Varietal Blend: Bordeaux Varietals, undisclosed %’s
Fermentation: 100% French Oak for 23 Months in Oak
Suggested Retail: $95.00
WineSellar Club Case Price: $89.99
Broad Strokes:
This is one of those wines THAT MAKES A HUGE STATEMENT. It makes a huge statement of quality, character, class, origin and pedigree. The vines are neighbor to Peter Michael, and come from varying soil types, mostly volcanic and iron rich alluvial. The winemaker, Douglas Danielak, has put together a raging, outstanding example of just how great a wine can be.
And, fortunate Gary Parker Collection members, only 75 cases were produced, and none of it has been sold to a Southern California account. This wine is one of the best we have ever had in our club, and I implore you to try and purchase at least a few bottles for your collection. You’ll love yourself for it!
Appearance:
I like the word Chevalier, and the fact that it has a family symbol/crest on the top. A touch of Europe in the United States. The punt (the bottom of the bottle) goes up higher than 99% of the rest. Black label with gold trim is manly, but the rendering of the vineyards gets a little lost in all of it. The fonts are hard to read also. However, the wine isn’t! Black at the core, you can see down about 3/4 inch until it blocks off to opaque. Super slow drips as it curtains down the glass like 40 weight oil.
Nose:
I am going to use the wine makers notes, as he is spot on with his assessments. “Elegant, complex, well-integrated and rich. Attractive aroma mingles cassis, blackberry fruit, spice, violets, sweet cedar, leather, vanilla, earth and salami. Flavors mirror the aroma with rich texture and a long mineral finish”.
Texture:
Texture, texture, texture! Oh my! (Pardon me Dick Enberg). This is amazing. Super extracted fruit and richness, very intense, well-rounded, big, fine line of acid and tannic acid, wood acid, length, power, balance. It commands your attention, and will not go unnoticed at any one sip, first to last. Basically, the texture is a showstopper. The finish confounds with dizzying bursts of flavors and textures.
Flavor:
Go back to the nose for the flavor profile, as winemaker Douglas Danielak suggests. Add sweet vanilla oak, deep cherry, a crush of fresh herb and dark soil.
Serving Options:
More like cellaring than serving options. After trying your first one, I would wait 3-5 years before trying the next. Then another year or two after for each one you have put away. I believe this is a wine of great pedigree, and will last 15 years plus, stored correctly. The powerful fruit and rich character will meld into fine complexities for us to enjoy later in our lives. WOW!
Spicy Hollandaise Sauce
Here’s a twist on a classic recipe, which can be used for Sunday morning Eggs Benedict, or over any kind of white fleshed fish, shrimp, lobster, or even vegetables. This sauce would be a perfect match with the fruit and acid features of our WineSellar Wine Club wine this month, Field Recordings Anti-Wine
Ingredients:
- 4 egg yolks
- 1 tablespoon freshly squeezed lemon juice
- 1/2 cup unsalted butter, melted (1 stick)
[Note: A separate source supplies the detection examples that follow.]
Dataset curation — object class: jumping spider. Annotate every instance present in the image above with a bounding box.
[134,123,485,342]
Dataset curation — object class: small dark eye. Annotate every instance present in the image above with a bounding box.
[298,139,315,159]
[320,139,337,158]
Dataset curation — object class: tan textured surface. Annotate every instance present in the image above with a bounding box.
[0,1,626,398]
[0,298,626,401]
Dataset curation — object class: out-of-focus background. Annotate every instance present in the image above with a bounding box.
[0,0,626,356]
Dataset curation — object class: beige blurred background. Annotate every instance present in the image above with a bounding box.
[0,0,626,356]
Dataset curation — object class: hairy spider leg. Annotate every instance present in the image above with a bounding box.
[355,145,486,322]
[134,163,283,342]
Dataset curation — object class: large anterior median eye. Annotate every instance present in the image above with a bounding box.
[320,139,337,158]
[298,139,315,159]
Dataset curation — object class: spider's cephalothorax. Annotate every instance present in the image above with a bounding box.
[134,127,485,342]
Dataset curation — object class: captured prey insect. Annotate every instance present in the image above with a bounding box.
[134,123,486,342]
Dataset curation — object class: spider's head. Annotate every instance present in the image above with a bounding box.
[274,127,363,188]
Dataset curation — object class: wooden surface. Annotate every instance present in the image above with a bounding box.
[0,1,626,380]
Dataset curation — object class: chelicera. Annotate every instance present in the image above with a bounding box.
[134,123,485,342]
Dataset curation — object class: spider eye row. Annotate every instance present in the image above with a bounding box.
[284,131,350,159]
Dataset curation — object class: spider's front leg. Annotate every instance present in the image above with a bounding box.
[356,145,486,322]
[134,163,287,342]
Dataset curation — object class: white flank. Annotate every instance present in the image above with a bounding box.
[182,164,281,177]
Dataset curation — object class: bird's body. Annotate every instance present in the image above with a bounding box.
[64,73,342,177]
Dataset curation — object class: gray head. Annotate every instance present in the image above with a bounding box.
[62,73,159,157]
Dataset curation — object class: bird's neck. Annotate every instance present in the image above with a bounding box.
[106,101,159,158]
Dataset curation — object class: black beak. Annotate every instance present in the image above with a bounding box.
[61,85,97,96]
- Pinch cayenne, or ½ teaspoon of red pepper flakes or sriracha sauce or your favorite chili sauce
- Pinch salt
Method:
- Vigorously whisk the egg yolks and lemon juice together in a stainless steel bowl and until the mixture is thickened and doubled in volume.
- Place the bowl over a saucepan containing barely simmering water (or use a double boiler,) the water should not touch the bottom of the bowl.
- Continue to whisk rapidly. Be careful not to let the eggs get too hot or they will scramble.
- Slowly drizzle in the melted butter and continue to whisk until the sauce is thickened and doubled in volume.
- Remove from heat, whisk in cayenne and salt.
- Cover and place in a warm spot until ready to use.
- If the sauce gets too thick, whisk in a few drops of warm water before serving.